If you do this a lot, and you are moving a whole volume or a qtree, beg your boss to buy snapmirror. If that doesn't work, beg your sales rep for a snapmirror eval license, then after it works so awesome, beg your boss to buy it again.
ndmpcopy does work fine though, espeically when mixed with rsync to catch things up. It depends on how active the volume is, because you'll need to rsync or do NDMP incrmentals to catch it up before you switch your mount point.
If you do this a lot (I suspect a lot of people do move stuff around often for the same reaons you suggest) and you have the $$ to consider it, you should check out www.acopia.com. They have really neat magic for dynamically moving stuff around. I haven't tested acopia, but it looks really interesting.
Jerry
--- "Leeds, Daniel" dleeds@edmunds.com wrote:
if you have the license, snapmirror works the best for this kind of operation. :)
-- Daniel Leeds Senior Systems Administrator Edmunds.com
-----Original Message----- From: owner-toasters@mathworks.com on behalf of Michael Galloway Sent: Tue 4/10/2007 2:36 PM To: Brian Dunbar Cc: toasters@mathworks.com Subject: Re: ndmpcopy and the newb
brian, its full path:
ndmpcopy [options] sourcefiler:/path/to/source/dir destfiler:/path/to/dest/dir
-- michael
On Tue, Apr 10, 2007 at 03:44:08PM -0500, Brian Dunbar wrote:
Hi,
I'm new to managing Filers - I hope you'll put up
with a newb question or two while I get on my feet. I've not been left entirely on my own here - but there are two unix guys here to mange a lot of servers where before there were four of us .. and the two guys who had done this job previously are the ones who left for greener pastures. So I've got a mature and reasonably stable infrastructue to work with at least.
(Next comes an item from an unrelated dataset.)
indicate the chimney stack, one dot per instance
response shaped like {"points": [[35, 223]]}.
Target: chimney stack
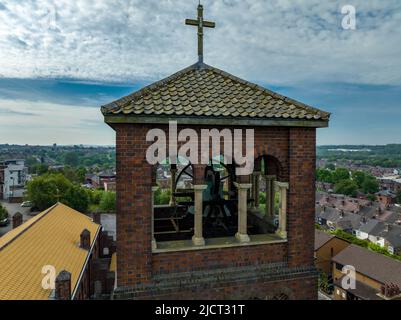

My first task is to move a volume from a busy
filer to a non-busy filer.
- The preferred method (for our shop, I'm told)
is to use ndmpcopy
I've got shell access to both filers, they can
ping each other. I've got a desination volume created.
ndmpcopy [options] source destination
The source and destination specify a hostname (no
problem) and aboslute pathname of the directory to be used for the transfer. Does this mean the absolute pathname of the source/destination volume? Or .. something else? If the former how do I find that?
- Unless there is a better way to do this? I can
of course mount both volumes via NFS from a 3rd host and simply move then but (from what I've read) ndmpcoy is a better choice.